Alkali-activated binders have been considered a low carbon alternative to cement and are produced by reacting aluminosilicate precursor with an alkali-activator. However, alkali-activators have been observed to be a major contributor to the environmental burdens of alkali-activated materials regarding various environmental impact categories. Therefore, this study aims to perform an environmental impact assessment using life cycle assessment methodology on alkali-activated mortars produced from chemically modified one- and two-part waste-derived activators (waste glass and rice husk ash) in comparison to conventional one- and two-part alkali-activated mortars, to estimate the influence of activator on environmental impact of mortar. Additionally, a simplified cost analysis of the different mortar compositions was conducted. A sensitivity analysis was performed on the key parameters, and allocating emissions to waste glass and rice husk ash. Results show that waste glass and rice husk ash-derived alkali-activated mortar resulted in up to 62%, 61%, 76% and 56% reduced emission respectively in climate change, fossil depletion, terrestrial acidification and photochemical ozone creation formation when compared to conventional alkali-activated mortar counterpart. Sensitivity analysis indicated that waste glass and rice husk ash are not so sensitive to mass allocation, with a maximum of 5% increased emissions observed in the above-mentioned impact categories. Additionally, sensitivity analysis on sodium hydroxide demonstrated that production from chlorine-alkali electrolysis using technology-mix produced improved environmental performance in comparison to production from brine solution and diaphragm route, respectively. Sensitivity analysis on sodium silicate using an alternative inventory data indicated the emissions can increase regarding one-part or decrease regarding two-part alkali-activated mortars. Results from cost analysis indicated up to 19% cost savings from waste-derived alkali-activated mortar compared to conventional alkali-activated mortar. In conclusion, chemically modified waste-derived activators are a promising alternative in improving environmental performance of alkali-activated materials if their usage also reduces or substitutes the need for conventional alkali-activators.

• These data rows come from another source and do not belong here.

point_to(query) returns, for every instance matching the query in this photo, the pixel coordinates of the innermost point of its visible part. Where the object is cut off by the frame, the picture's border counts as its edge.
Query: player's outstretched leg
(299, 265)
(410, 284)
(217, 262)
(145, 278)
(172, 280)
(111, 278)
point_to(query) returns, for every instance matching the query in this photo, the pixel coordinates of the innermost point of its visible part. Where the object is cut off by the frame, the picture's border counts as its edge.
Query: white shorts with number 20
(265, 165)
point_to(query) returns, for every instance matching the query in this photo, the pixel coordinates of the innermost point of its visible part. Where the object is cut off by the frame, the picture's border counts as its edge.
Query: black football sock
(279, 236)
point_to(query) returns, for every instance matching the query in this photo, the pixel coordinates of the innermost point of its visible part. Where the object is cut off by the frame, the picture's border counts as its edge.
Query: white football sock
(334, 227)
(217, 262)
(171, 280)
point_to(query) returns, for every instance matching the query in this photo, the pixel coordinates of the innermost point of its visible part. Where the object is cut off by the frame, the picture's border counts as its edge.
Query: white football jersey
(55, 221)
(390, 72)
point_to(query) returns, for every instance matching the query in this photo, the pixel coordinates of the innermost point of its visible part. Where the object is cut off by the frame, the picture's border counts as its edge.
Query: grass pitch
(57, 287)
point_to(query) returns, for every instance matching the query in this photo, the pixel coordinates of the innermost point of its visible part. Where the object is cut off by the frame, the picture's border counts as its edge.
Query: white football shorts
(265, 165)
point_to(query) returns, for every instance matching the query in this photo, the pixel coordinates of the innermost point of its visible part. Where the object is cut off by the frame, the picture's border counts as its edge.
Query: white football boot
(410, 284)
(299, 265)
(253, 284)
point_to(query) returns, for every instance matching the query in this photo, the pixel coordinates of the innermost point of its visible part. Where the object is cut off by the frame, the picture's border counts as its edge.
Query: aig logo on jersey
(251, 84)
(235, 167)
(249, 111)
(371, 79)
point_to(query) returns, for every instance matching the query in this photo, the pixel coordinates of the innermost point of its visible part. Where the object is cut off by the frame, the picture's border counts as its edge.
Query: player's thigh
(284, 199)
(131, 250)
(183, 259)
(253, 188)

碱活化的粘合剂被认为是水泥的低碳替代品，并且是通过使铝硅酸盐前体与碱活化剂反应生产的。然而，已经观察到碱活化剂是关于各种环境影响类别的碱活化材料的环境负担的主要贡献者。因此，本研究旨在使用生命周期评估方法，对由化学改性的一和两部分废物衍生活化剂（废玻璃和稻壳灰）与传统的一和二废料生产的碱活化砂浆进行环境影响评估。两部分的碱活化砂浆，以评估活化剂对砂浆环境影响的影响。另外，对不同灰浆组成进行了简化的成本分析。对关键参数进行了敏感性分析，并将排放物分配给了废玻璃和稻壳灰。结果表明，与之相比，废玻璃和稻壳灰衍生的碱活化砂浆与气候变化，化石耗竭，陆地酸化和光化学臭氧生成形成相比，分别减少多达62％，61％，76％和56％的排放。常规的碱活化砂浆的对应物。敏感性分析表明，废玻璃和稻壳灰对质量分配不太敏感，在上述影响类别中观察到的排放量最多增加了5％。另外，对氢氧化钠的敏感性分析表明，与分别从盐水溶液和隔膜法生产的产品相比，使用技术混合物从氯碱电解生产的产品改善了环境性能。使用替代清单数据对硅酸钠进行的敏感性分析表明，排放量可能会增加（对于一部分）或减少（对于两部分）碱活化砂浆。成本分析结果表明，与传统的碱活化砂浆相比，废渣碱活化砂浆可节省多达19％的成本。总之，如果化学改性的废物衍生活化剂的使用也减少或替代了传统的碱活化剂，则它们是改善碱活化材料的环境性能的有前途的替代品。